Attualmente in Veneto sono operanti 26 centri antiviolenza (CAV) e 38 sportelli dedicati; complessivamente 64 punti di ingresso a cui le donne possono rivolgersi. La rete comprende, poi, 28 case rifugio per un totale di 76 camere. Queste ultime sono residenze a cui la donna può ricorrere, anche in compagnia di figli minori, e interrompere il rapporto violento conducendo una vita in sicurezza.

“La ricognizione che viene aggiornata puntualmente ci segnala un incremento dei servizi dedicati alla donna che subisce violenza – sottolinea l’Assessore alle Politiche sociali, Manuela Lanzarin -. Una rete efficiente che opera grazie anche all’impegno degli enti territoriali e di quelli del terzo settore. Si tratta di un dato importante perché la violenza non può essere classificata come un esclusivo problema di genere. È sempre un grave atto che coinvolge l’intera comunità perché c’è sempre una lacuna culturale all’origine di un atto fisico violento o la reiterazione di non meno gravi comportamenti verbali e di vessazioni psicologiche. La risposta deve essere sempre tempestiva: la donna che chiede aiuto ha il diritto di trovare subito ascolto ed essere presa in carico per essere messa nelle giuste condizioni di sicurezza in tempi rapidissimi”.

Distribuzione nei territori

La rete delle strutture è territorialmente distribuita nei territori provinciali:

Case Rifugio: Belluno 2; Padova 8; Rovigo 1; Treviso 3; Venezia 3; Vicenza 8; Verona 3.
CAV: Belluno 1 (Ponte nelle Alpi); Padova 5 (Cittadella, Rubano, Piove di Sacco, Padova, Este); Rovigo 1 (Rovigo); Treviso 5 (Castelfranco, Montebelluna, Treviso, Vittorio Veneto, Quinto di Treviso); Venezia 6 (San Donà di Piave, Venezia, Venezia, Noale, Portogruaro, Chioggia); Vicenza 5 (Vicenza, Cogollo del Cengio, Asiago, Schio, Bassano del Grappa); Verona 3 (Verona, Verona, Legnago).
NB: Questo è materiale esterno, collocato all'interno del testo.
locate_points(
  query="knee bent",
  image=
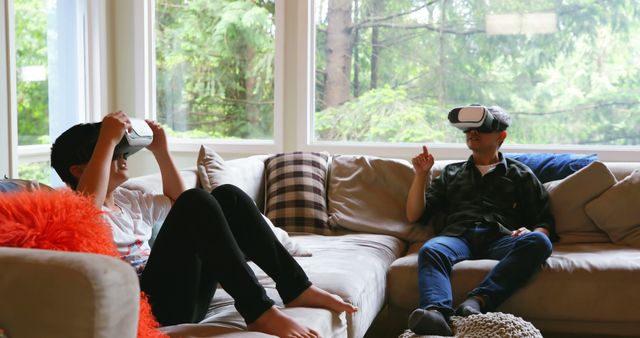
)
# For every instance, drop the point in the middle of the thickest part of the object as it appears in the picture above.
(540, 241)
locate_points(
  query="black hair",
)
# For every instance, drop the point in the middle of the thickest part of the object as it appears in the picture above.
(74, 147)
(500, 115)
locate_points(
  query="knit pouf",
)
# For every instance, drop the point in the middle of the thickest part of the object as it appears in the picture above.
(492, 324)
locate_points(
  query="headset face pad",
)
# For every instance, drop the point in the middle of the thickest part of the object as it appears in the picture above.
(478, 118)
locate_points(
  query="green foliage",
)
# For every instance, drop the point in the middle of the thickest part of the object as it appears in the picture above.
(36, 171)
(215, 67)
(31, 50)
(576, 86)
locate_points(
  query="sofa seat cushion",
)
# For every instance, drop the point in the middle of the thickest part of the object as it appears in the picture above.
(353, 266)
(580, 282)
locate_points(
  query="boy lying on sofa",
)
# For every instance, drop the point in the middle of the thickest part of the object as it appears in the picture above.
(204, 239)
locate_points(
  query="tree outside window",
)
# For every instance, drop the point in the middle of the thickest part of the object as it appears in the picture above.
(389, 71)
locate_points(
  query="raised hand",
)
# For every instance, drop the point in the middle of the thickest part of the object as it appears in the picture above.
(423, 162)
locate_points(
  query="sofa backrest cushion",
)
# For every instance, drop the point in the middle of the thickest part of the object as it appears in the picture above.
(246, 173)
(568, 198)
(295, 192)
(9, 185)
(550, 166)
(617, 212)
(368, 194)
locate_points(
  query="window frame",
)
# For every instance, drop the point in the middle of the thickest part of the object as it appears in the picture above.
(236, 147)
(444, 151)
(8, 115)
(95, 88)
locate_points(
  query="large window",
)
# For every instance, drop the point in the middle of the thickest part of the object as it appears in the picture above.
(215, 68)
(389, 71)
(50, 84)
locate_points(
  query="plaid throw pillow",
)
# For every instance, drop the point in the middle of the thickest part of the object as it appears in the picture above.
(296, 197)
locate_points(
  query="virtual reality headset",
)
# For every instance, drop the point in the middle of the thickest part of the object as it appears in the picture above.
(135, 139)
(478, 118)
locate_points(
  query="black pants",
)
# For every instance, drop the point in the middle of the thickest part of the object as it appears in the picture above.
(206, 239)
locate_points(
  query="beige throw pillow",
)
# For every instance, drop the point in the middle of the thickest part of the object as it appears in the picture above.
(568, 198)
(368, 194)
(617, 211)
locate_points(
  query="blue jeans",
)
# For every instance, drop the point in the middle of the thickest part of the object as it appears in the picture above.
(520, 257)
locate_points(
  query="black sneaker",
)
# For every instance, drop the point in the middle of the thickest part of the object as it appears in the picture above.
(429, 322)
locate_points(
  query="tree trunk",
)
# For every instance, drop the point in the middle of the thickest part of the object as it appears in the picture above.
(339, 25)
(377, 6)
(442, 67)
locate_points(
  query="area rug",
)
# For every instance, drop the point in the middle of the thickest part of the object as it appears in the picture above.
(487, 325)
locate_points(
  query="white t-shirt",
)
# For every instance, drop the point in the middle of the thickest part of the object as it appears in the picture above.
(133, 225)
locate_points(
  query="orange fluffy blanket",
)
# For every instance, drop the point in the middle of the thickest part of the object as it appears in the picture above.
(62, 220)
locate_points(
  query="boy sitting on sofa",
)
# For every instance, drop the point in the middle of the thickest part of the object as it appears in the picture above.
(204, 239)
(494, 208)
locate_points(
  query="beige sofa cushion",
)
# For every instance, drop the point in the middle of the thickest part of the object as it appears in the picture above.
(617, 211)
(576, 284)
(568, 198)
(352, 266)
(246, 173)
(368, 194)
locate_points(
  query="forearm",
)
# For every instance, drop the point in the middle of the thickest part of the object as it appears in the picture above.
(172, 184)
(416, 197)
(95, 177)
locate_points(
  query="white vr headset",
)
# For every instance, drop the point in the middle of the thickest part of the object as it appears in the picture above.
(475, 118)
(137, 138)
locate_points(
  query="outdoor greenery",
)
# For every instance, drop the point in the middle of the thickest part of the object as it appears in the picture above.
(31, 50)
(402, 65)
(386, 71)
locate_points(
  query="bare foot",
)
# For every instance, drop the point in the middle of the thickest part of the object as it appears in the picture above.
(316, 297)
(277, 323)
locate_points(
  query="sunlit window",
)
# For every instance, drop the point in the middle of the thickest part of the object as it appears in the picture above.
(49, 73)
(215, 68)
(389, 71)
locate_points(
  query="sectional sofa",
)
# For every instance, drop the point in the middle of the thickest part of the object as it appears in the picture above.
(365, 251)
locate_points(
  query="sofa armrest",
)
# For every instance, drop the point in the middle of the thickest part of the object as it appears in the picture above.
(47, 293)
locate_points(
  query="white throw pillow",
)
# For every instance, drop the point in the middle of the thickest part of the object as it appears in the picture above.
(617, 212)
(368, 194)
(245, 173)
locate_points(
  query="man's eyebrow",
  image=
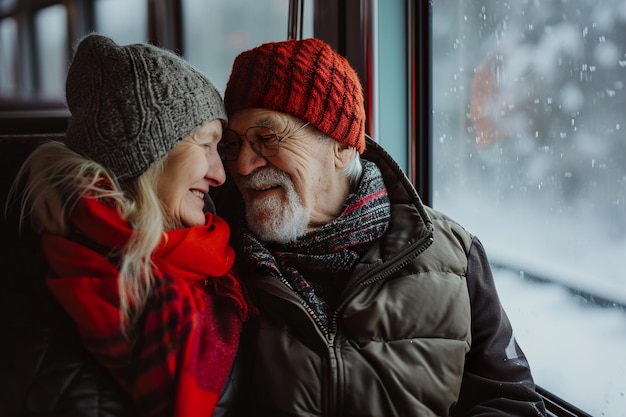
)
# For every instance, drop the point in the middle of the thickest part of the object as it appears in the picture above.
(265, 122)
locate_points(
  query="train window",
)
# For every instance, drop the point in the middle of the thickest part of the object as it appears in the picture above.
(124, 21)
(8, 43)
(529, 153)
(51, 50)
(215, 32)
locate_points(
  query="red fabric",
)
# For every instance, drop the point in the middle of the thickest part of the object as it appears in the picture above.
(177, 359)
(305, 78)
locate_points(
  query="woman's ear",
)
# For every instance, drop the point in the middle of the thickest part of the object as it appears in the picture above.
(343, 155)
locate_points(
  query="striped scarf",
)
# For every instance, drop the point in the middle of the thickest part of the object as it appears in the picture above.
(181, 351)
(314, 264)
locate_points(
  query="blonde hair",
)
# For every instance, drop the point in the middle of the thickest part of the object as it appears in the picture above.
(56, 178)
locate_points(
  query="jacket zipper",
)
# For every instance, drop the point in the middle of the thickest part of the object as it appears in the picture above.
(333, 385)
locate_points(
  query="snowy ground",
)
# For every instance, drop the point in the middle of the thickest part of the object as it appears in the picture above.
(575, 350)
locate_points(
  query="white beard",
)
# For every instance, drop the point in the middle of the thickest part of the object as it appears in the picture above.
(271, 218)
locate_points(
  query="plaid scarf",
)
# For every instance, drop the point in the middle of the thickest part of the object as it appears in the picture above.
(314, 264)
(180, 354)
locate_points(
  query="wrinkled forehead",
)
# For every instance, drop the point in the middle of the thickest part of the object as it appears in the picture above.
(243, 119)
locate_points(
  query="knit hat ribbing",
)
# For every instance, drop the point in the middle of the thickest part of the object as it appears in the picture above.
(132, 104)
(306, 79)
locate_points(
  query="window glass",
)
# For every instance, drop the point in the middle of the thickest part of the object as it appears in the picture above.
(6, 4)
(8, 42)
(51, 35)
(529, 153)
(216, 31)
(123, 21)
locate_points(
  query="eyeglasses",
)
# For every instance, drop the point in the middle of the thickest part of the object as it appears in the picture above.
(263, 141)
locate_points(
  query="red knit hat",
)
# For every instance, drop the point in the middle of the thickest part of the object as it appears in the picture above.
(304, 78)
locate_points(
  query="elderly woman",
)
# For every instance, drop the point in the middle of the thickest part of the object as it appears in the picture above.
(134, 259)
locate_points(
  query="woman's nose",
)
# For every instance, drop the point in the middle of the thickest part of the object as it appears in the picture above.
(215, 174)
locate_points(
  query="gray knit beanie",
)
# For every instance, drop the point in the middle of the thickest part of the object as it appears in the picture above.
(132, 104)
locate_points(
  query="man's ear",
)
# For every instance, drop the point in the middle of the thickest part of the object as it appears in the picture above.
(343, 155)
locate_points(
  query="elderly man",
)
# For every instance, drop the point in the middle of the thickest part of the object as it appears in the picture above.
(372, 304)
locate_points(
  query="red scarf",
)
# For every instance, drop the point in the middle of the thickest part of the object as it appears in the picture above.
(177, 360)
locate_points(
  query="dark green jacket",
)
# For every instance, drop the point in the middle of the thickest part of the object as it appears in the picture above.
(419, 330)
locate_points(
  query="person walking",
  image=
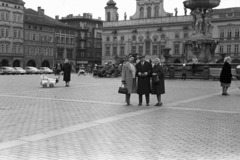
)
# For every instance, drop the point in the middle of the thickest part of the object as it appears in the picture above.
(67, 72)
(194, 65)
(144, 74)
(158, 85)
(129, 78)
(184, 72)
(226, 76)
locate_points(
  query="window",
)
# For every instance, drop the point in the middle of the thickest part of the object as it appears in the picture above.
(156, 11)
(147, 48)
(176, 48)
(236, 48)
(7, 32)
(237, 34)
(99, 35)
(114, 50)
(154, 49)
(134, 49)
(221, 49)
(88, 44)
(141, 12)
(122, 48)
(176, 35)
(222, 34)
(228, 48)
(229, 34)
(15, 33)
(108, 16)
(134, 37)
(107, 50)
(149, 12)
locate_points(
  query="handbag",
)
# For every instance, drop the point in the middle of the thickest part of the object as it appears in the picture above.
(122, 90)
(156, 80)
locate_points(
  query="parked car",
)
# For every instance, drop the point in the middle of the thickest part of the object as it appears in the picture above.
(46, 70)
(32, 70)
(9, 70)
(21, 70)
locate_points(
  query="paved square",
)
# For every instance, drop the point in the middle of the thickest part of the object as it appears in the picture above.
(89, 121)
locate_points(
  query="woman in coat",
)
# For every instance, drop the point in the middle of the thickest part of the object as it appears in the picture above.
(129, 78)
(226, 76)
(158, 86)
(67, 72)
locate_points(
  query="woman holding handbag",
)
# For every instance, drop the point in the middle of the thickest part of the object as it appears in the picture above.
(129, 78)
(158, 86)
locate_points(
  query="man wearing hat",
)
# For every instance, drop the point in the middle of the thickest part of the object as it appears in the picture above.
(144, 72)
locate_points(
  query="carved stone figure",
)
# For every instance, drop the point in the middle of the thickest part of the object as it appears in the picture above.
(198, 21)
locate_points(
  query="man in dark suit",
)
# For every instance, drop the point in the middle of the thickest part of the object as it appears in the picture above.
(144, 73)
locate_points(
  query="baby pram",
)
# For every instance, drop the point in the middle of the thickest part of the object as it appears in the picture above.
(236, 81)
(51, 82)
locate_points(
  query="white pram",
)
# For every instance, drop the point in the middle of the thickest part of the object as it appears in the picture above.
(51, 82)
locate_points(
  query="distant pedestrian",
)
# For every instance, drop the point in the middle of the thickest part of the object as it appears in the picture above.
(226, 76)
(67, 72)
(194, 65)
(158, 85)
(184, 72)
(129, 78)
(144, 74)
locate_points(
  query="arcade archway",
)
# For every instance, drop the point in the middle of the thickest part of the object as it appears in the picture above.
(31, 63)
(16, 63)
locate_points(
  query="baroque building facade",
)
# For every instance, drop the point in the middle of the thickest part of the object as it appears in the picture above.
(11, 32)
(151, 29)
(89, 37)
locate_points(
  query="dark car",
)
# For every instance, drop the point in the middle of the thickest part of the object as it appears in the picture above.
(8, 70)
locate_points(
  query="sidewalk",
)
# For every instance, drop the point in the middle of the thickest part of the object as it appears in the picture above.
(89, 121)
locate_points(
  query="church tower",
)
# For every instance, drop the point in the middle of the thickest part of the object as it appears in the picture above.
(111, 11)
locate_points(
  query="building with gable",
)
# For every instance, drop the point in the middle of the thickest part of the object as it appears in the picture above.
(11, 32)
(151, 29)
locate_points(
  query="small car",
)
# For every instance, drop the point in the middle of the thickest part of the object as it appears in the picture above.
(21, 70)
(32, 70)
(8, 70)
(45, 70)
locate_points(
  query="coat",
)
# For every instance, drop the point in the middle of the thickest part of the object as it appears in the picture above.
(226, 74)
(67, 72)
(143, 82)
(127, 77)
(158, 88)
Sportelli: Belluno 3 (Belluno, Feltre, Sedico); Padova 7 (Camposampiero, Vigodarzere, Abano Terme, Cadoneghe, Conselve, Montagnana, Solesino); Rovigo 2 (Adria, Lendinara); Treviso 4 (Asolo, Pieve di Soligo, Valdobbiadene, Vedelago); Venezia 8 (Jesolo, Musile, Venezia Cannareggio, Lido di Venezia, Mira, Venezia, Mirano, Cavarzere); Vicenza 8 (Arzignano, Bassano del Grappa, Belvedere di Tezze, Cassola, Lusiana Conco, Marostica, Pozzoleone, Valbrenta); Verona 6 (Bussolengo, Caprino Veronese, Negrar, Pescantina, San Giovanni Lupatoto, Sona).

“Tra le case rifugio 16 sono di tipo A ossia ad indirizzo segreto – aggiunge l’Assessore –. Tutta la rete è in linea con un’offerta vasta che per essere sempre più performante conta su un valido coordinamento. Anche per questo assume notevole rilevanza il Tavolo di Coordinamento Regionale per la Prevenzione e il Contrasto alla Violenza Contro le Donne, insediatosi il febbraio scorso per riunire rappresentanti di tutti gli enti istituzionali, come quelli locali, le Prefetture, le Forze dell’Ordine, l’Ufficio Scolastico, l’ANCI, l’Università, le istituzioni sanitarie e sociosanitarie e anche la Corte d’Appello”.

L’attenzione verso questa piaga sociale è massima da parte della Regione – conclude l’Assessore – come conferma la copertura di risorse garantita con l’erogazione di fondi regionali 2022 per 1 milione di euro, in aumento di 300mila euro rispetto al 2021, e prevedendo analoga copertura finanziaria nel 2023. Copertura che si accompagna alla programmazione dei fondi statali per circa 2 milioni 355 mila euro. La consapevolezza di poter intervenire con risorse certe, infatti, è il primo dovere verso le vittime per poter agire con l’assistenza necessaria ma anche su altri fronti come la rete di intercettazione del fenomeno, la presa in carico degli autori di violenza, l’informazione sempre più allargata e la formazione continua del personale”.